About 15 years ago, I attended an exhibit called ‘Body World’, which displayed human bodies that had been prepared into various forms, positions and stances. Some had been bodies sliced into thin, transparent sections transversely or vertically, and some special parts were cut out from the body like opened drawer, allowing visitors to actually see inside the body. What impressed me the most was not the anatomical features but rather the techniques used to prepare the bodies and their parts for this exhibit.
When I think about it now, the anatomy simply is one way of understanding the human body system, which, of course, does not explain everything there is to know about our bodies. Despite the advancements in modern medicine and its painstaking scrutiny of human anatomy, there are still a lot of unknowns. One might believe that with further research the gap between the known and unknown may lessen, but by then new diseases and health issues will probably have arisen. The creation of new pathogens is caused by our society and the times.

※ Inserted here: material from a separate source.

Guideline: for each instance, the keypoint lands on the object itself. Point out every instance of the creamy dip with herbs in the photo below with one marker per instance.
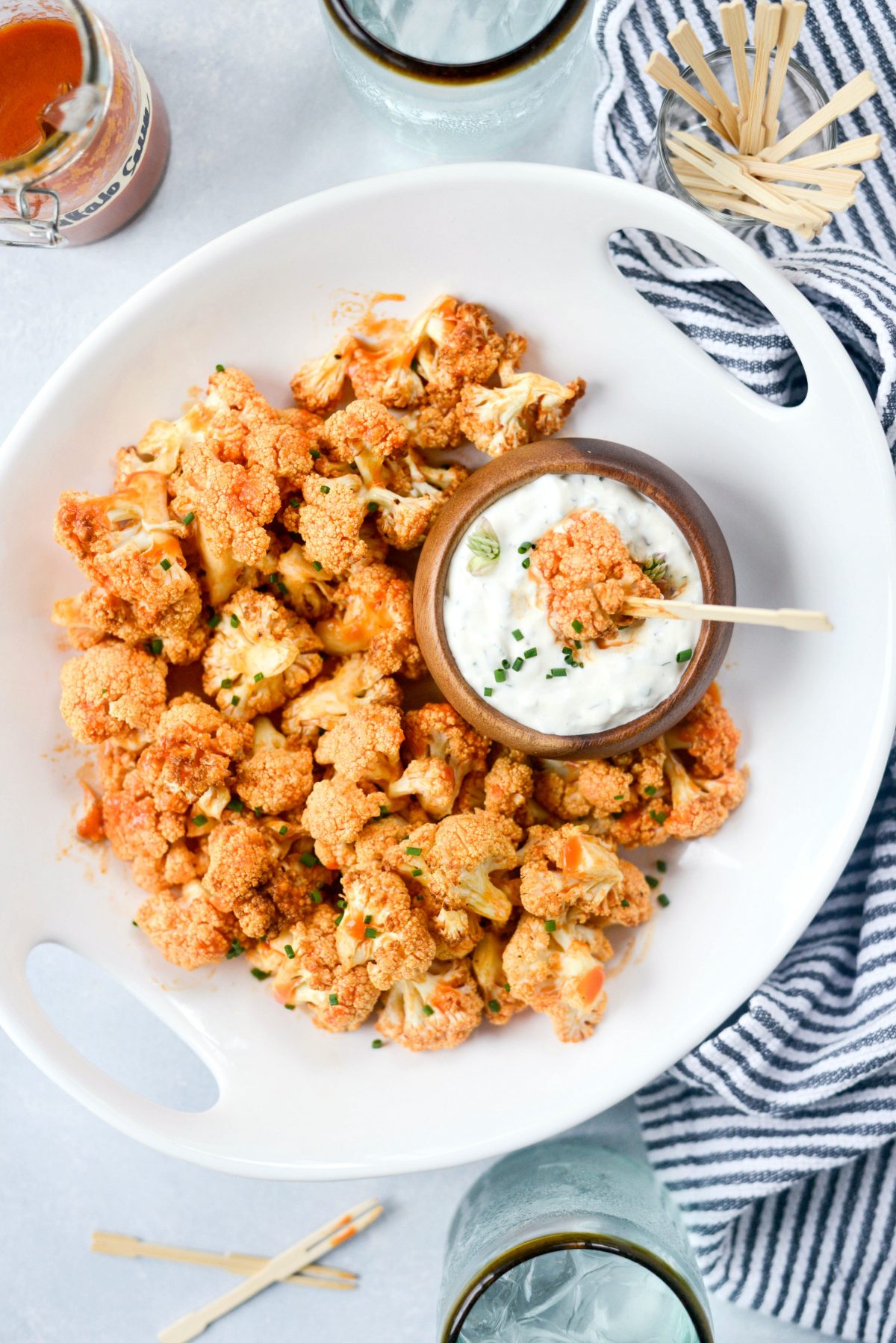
(496, 622)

Eastern medicine is also one interpretation of the human body. It is not focus on individual “mechanical” parts, but instead considers the body to be part of nature, an organic and holistic entity, and so treatment follows these principles. We cannot find qi and meridians, yin yang and five elements in dead bodies, which lead to the belief that anatomy is not of primary importance. There are many aspects of eastern medicine that cannot be proven with physical evidence and may seem somewhat philosophical. But when it comes time to the actual treatment of disease, eastern medicine can cover as many kinds of diseases as Western medicine does. Of course, each may have their own strong points.
Today, organs can be transplanted or synthetically made. I think that this may be an extension of western medicine’s way of understanding the body through cutting, splitting, opening. I am still standing by patients with needles in my hand, murmuring therapeutic issues; ‘water helps wood, metal restrains wood, so I have to tonify kidney and sedate lung meridian for my patient who has emotional depression.’